The second part was a bit more "fancy". There were two really slow parts to this (a) fetching the origin (from S3) and (b) applying lossless compression (for a large image, it can take 10+ seconds). Fetching from origin is easily solved by caching the origin to disk. So if you ask for goku.png?w=90001&h=9001 and then goku.png?w=2393&h=43433 it's only going to be 1 origin fetch. For the lossless compression, we just used the filesystem as a queue. We'll serve up the umcompressed image with a short cache header (maybe 10 minutes) and store it in /storage/uncompressed. The filesystem is monitored and when a file is added, we compress it and them move it to /storage/compressed.
So, when you serve an image, the flow is:
- check for the file in /storage/compressed/ and serve that with a long cache header (this is a fully transformed image (hash the querystring parameters))
- check for the file in /storage/uncompressed/ and serve that with a short cache header (this is a fully transformed image (hash the querystring parameters))
- Check if we at least have the original in /storage/original
- if not, fetch the original, put it in /storage/original
- Transform the image, store it at /storage/uncompressed and serve it up- In the background, compress images and move them from /storage/uncompressed to /storage/compressed
It might seem like overkill when you consider that, despite serving thousands of images per second, the CDN handles almost every request.

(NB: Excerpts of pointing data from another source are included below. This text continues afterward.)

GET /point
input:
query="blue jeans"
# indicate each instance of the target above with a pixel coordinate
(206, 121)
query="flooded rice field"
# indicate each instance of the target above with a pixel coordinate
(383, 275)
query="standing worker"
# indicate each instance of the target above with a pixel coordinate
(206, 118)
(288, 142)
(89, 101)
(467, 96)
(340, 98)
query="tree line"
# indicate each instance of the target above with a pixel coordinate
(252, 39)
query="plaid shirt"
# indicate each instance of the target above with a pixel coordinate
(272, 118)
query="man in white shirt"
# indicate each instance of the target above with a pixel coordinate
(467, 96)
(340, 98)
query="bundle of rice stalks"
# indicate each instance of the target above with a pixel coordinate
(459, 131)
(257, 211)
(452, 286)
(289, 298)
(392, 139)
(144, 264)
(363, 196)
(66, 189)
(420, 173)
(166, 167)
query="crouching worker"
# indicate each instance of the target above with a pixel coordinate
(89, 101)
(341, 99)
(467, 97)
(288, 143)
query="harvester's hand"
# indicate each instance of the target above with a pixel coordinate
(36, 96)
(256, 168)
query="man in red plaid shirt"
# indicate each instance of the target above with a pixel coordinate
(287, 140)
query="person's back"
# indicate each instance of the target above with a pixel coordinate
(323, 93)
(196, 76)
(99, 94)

The problem is with the lossless compression. We found it impossible to do it on-the-fly for too many of our images, so you absolutely need that available and ready to go for the 5% CDN miss.
Do you handle the malicious case of someone supplying various widths and heights potentially DoSing the server?

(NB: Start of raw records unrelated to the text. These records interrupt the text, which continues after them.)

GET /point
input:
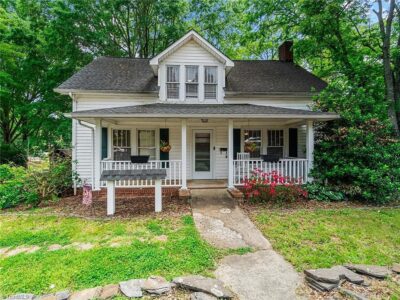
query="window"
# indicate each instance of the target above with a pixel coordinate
(147, 143)
(192, 81)
(210, 82)
(252, 142)
(121, 144)
(275, 142)
(173, 82)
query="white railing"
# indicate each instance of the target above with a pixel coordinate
(292, 169)
(173, 167)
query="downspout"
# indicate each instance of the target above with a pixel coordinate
(92, 129)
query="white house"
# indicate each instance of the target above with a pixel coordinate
(221, 117)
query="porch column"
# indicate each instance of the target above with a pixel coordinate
(97, 154)
(310, 144)
(230, 154)
(184, 152)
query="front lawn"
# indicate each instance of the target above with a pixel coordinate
(324, 238)
(122, 249)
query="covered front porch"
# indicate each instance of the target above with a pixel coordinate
(207, 142)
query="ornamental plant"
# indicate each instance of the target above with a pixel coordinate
(263, 187)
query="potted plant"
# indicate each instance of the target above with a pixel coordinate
(250, 147)
(165, 146)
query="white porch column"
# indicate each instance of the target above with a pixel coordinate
(97, 154)
(310, 144)
(230, 153)
(184, 153)
(110, 197)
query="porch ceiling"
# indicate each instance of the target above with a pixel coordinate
(232, 111)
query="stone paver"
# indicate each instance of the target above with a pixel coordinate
(201, 296)
(87, 294)
(374, 271)
(203, 284)
(132, 288)
(263, 274)
(109, 291)
(156, 285)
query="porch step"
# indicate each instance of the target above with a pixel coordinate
(207, 184)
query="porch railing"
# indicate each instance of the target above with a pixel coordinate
(296, 168)
(173, 167)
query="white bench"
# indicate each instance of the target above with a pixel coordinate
(110, 176)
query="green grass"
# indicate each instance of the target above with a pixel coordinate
(323, 238)
(184, 252)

Whether storing it back on S3 is "good enough" depends on whether you feel the latency to fetch from S3 is acceptable. I don't have any hard numbers (I might have at some point). I imagine you'll see a percentage in the 1-4s range, which is pretty bad considering you still have to serve it to the CDN and then the CDN to the user. If you have users on mobile or in developer countries, you do what you can to make your side as fast as possible.
Never had malicious users, but we worried about it. We took a reactive approach: monitoring disk space usage. It never proved necessary to do more. You're definitely open to a DOS attack. Hard to mitigate too...can't rate limit since the request comes from the CDN. You could whitelist certain dimensions, but we also allowed our content owners to specify the focal point of the image, which we'd center our crop on, which means any value of x and y is reasonable. You could possibly store that data on the image servers, instead of passing it in the querystring, but then you're introducing state and, with multiple servers, synchronisation. shudder.

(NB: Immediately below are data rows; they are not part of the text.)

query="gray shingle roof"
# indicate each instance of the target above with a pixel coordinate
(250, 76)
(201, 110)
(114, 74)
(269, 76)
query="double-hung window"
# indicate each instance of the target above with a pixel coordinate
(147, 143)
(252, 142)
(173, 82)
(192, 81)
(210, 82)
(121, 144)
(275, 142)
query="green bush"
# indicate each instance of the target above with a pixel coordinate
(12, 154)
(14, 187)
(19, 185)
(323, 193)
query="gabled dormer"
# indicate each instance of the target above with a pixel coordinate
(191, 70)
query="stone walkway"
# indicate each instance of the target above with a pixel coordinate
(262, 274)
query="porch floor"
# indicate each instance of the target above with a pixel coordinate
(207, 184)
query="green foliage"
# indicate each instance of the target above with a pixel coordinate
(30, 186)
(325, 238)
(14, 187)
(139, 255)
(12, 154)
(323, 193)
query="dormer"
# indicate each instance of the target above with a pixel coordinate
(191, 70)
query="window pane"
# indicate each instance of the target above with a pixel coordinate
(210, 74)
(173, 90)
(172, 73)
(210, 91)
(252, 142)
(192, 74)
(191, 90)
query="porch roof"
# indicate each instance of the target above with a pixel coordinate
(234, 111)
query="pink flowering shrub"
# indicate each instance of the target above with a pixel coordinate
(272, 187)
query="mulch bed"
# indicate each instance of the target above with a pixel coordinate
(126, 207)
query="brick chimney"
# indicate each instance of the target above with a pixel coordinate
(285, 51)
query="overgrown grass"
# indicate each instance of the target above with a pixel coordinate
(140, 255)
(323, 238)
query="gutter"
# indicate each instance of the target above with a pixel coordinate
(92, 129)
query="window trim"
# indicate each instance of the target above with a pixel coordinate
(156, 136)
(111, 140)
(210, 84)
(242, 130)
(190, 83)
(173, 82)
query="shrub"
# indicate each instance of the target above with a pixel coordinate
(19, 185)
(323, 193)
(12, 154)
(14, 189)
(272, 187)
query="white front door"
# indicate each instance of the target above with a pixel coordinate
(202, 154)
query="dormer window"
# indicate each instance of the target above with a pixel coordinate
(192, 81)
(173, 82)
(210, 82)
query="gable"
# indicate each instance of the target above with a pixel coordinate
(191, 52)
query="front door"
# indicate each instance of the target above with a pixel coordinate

You can see it in action at:
http://0.viki.io/viki.jpg?s=263x220&q=h
with documentation at:
http://dev.viki.com/v4/images/
(the [q]uality argument isn't documented, weird....unless you specify a quality (I only remember [h]igh) we pick a jpg compression based on the filesize)
File size was a problem for us too, as was file format. We needed a solution that would work with pngs, jpegs, gifs and tiffs.
You name it and ImageMagick could do it:
- Leak memory
- Perform terribly until you find the magic incantation that is 10x faster
- Output wildly different images after a minor patch release
- Remove / change options after a minor patch release
- Enormously degrade performance after a minor patch release
- Have numerous security vulnerabilities all the time, which require frequent upgrades
- Dump core more often than you might like
It took us upwards of 3 months to simply move from one ImageMagick release to another (a few minor versions ahead), and we had to do all sorts of workarounds and A/B tests to ensure the images would look right.I heard that GraphicsMagick was superior in that it maintained some consistency of behavior between versions, but it doesn't have all of the functionality of ImageMagick. So we couldn't switch to it.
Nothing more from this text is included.